News / Nasional
Sabtu, 28 Februari 2026 | 11:29 WIB
Menteri Pekerjaan Umum (PU) Dody Hanggodo meninjau kesiapan jalan nasional Pantura Jawa wilayah barat di Karawang, Jawa Barat pada Sabtu (28/2/2026). (ANTARA/Aji Cakti)
Baca 10 detik
  • Menteri PU menargetkan jalan nasional Pantura barat bebas lubang pada H-10 Lebaran 2026; jumlah lubang berkurang signifikan.
  • Pemerintah menyiapkan penanganan permanen jalan Pantura sepanjang 100 km menjelang Brebes menggunakan metode overlay aspal.
  • Kementerian PU mematangkan infrastruktur tol dan moda transportasi lain untuk mengantisipasi 144 juta pemudik Lebaran 2026.

Suara.com - Menteri Pekerjaan Umum (PU) Dody Hanggodo menargetkan jalan nasional Pantai Utara (Pantura) Jawa wilayah barat sudah bebas lubang pada H-10 Lebaran 2026. Kepastian ini disampaikan menyusul progres perbaikan yang terus dikebut menjelang arus mudik.

Dody mengungkapkan, berdasarkan laporan dari Kepala Balai Besar Pelaksanaan Jalan Nasional (BBPJN) DKI Jakarta–Jawa Barat, jumlah lubang di ruas Pantura barat telah berkurang signifikan. Dari semula sekitar 7.000 titik, kini tersisa sekitar 2.500 lubang.

“Memang masih ada lubang di beberapa titik, tapi sudah jauh berkurang. Kita pastikan pada H-10 Lebaran sudah tidak ada lubang,” ujar Dody saat meninjau di Karawang, Jawa Barat, Sabtu (28/2/2026), dikutip dari ANTARA.

Ke depan, pemerintah juga menyiapkan penanganan lebih permanen untuk ruas Pantura, khususnya di sekitar 100 kilometer menjelang perbatasan Brebes. Perbaikan akan dilakukan melalui metode pelapisan ulang aspal (overlay) menggunakan pendanaan dari Surat Berharga Syariah Negara (SBSN).

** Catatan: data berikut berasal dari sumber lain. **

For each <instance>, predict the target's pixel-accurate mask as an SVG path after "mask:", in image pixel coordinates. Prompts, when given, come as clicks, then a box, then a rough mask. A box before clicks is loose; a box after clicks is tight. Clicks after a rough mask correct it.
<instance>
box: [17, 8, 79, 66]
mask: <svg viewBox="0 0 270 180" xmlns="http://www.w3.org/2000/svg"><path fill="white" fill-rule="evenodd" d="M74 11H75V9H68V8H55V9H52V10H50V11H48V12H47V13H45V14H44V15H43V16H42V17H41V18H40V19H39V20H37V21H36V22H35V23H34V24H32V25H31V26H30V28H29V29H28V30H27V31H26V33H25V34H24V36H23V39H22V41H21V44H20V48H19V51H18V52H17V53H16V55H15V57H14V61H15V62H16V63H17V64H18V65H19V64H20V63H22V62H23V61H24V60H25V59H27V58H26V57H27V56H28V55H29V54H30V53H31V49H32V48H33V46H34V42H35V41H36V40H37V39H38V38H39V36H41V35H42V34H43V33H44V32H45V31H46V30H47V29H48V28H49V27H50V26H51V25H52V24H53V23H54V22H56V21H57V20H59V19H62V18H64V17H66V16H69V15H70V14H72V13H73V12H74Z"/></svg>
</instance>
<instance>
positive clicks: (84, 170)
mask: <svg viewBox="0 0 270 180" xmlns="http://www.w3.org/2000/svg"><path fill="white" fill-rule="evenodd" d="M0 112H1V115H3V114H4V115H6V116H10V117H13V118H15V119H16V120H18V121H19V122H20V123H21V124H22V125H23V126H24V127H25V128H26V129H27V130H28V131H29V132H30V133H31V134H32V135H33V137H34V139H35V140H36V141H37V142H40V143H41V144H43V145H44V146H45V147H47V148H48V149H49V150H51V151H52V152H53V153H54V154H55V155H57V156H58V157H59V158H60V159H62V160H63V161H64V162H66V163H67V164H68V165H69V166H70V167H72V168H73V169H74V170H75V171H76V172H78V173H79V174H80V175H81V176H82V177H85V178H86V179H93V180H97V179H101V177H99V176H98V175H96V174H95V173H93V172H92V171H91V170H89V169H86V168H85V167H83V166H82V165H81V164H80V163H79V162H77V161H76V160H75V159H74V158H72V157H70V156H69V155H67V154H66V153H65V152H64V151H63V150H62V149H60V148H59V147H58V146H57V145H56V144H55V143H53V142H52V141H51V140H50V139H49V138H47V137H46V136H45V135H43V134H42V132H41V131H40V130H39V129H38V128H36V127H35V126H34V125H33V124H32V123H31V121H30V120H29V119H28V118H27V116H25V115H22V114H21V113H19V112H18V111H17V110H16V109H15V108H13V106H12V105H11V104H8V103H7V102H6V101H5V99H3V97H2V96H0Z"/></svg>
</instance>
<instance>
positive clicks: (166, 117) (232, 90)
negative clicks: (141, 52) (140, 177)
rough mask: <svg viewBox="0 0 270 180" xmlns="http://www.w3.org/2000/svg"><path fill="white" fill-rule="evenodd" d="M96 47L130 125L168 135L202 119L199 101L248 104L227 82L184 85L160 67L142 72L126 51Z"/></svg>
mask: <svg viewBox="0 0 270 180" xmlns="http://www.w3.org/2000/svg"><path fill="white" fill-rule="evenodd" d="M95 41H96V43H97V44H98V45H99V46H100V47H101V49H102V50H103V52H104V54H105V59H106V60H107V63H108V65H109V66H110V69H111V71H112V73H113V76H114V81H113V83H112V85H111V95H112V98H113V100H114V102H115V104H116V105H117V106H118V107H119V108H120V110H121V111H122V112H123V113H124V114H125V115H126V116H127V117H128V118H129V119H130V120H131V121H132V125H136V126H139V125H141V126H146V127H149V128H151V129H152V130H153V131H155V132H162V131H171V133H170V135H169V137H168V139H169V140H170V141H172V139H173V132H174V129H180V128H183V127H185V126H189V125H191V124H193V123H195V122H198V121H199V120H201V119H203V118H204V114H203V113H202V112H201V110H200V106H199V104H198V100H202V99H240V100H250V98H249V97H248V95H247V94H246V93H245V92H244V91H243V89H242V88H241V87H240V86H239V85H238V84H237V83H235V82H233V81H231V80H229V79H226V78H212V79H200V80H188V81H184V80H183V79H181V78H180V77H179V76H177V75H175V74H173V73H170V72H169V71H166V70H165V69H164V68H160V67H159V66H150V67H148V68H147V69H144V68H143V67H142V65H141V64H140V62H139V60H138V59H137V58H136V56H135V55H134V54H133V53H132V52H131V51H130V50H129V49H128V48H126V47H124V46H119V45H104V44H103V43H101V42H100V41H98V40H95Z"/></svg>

Namun, Dody menjelaskan, proyek overlay tersebut diperkirakan membutuhkan waktu hingga dua tahun karena panjangnya ruas yang harus diperbaiki. Metode ini akan difokuskan pada kondisi jalan yang sudah mengalami kerusakan berat agar kualitasnya lebih tahan lama.

Selain memastikan kesiapan jalan nasional, Kementerian PU juga mematangkan dukungan infrastruktur jalan tol untuk menghadapi arus mudik dan balik Lebaran 2026. Saat ini terdapat 76 ruas tol yang telah beroperasi dengan total panjang mencapai 3.115,98 kilometer.

Fasilitas pendukung di jalan tol juga disiapkan, meliputi 136 Tempat Istirahat dan Pelayanan (TIP/rest area), 189 Stasiun Pengisian Kendaraan Listrik Umum (SPKLU), serta 539 gerbang tol.

Sementara itu, Menteri Perhubungan memprediksi jumlah pemudik pada Lebaran 2026 atau Idul Fitri 1447 H mencapai sekitar 144 juta orang, berdasarkan hasil survei nasional. Angka tersebut berpotensi meningkat dibandingkan realisasi tahun sebelumnya.

Untuk mengantisipasi lonjakan pergerakan masyarakat, posko angkutan Lebaran akan beroperasi mulai 13 hingga 29 Maret 2026. Posko ini akan mengoordinasikan seluruh moda transportasi darat, laut, udara, dan perkeretaapian.

Baca Juga: Pendaftar Ganda Mudik Gratis Pemprov DKI 2026 Bakal Langsung Dicoret, Ini Syarat Lengkapnya

Sejumlah langkah strategis juga telah disiapkan, termasuk pembatasan operasional angkutan barang bersumbu tiga ke atas, kecuali kendaraan pengangkut bahan pokok, bahan bakar minyak, dan kebutuhan penting lainnya sesuai Surat Keputusan Bersama (SKB) lintas kementerian.

Selain itu, Kementerian Perhubungan bersama Korps Lalu Lintas (Korlantas) Polri akan menerapkan rekayasa lalu lintas berupa contraflow, sistem satu arah (one way), serta ganjil genap di sejumlah ruas tol yang diprediksi mengalami kepadatan tinggi.

Dengan kombinasi perbaikan infrastruktur dan pengaturan lalu lintas tersebut, pemerintah berharap arus mudik dan balik Lebaran tahun ini dapat berlangsung lebih aman, nyaman, dan lancar.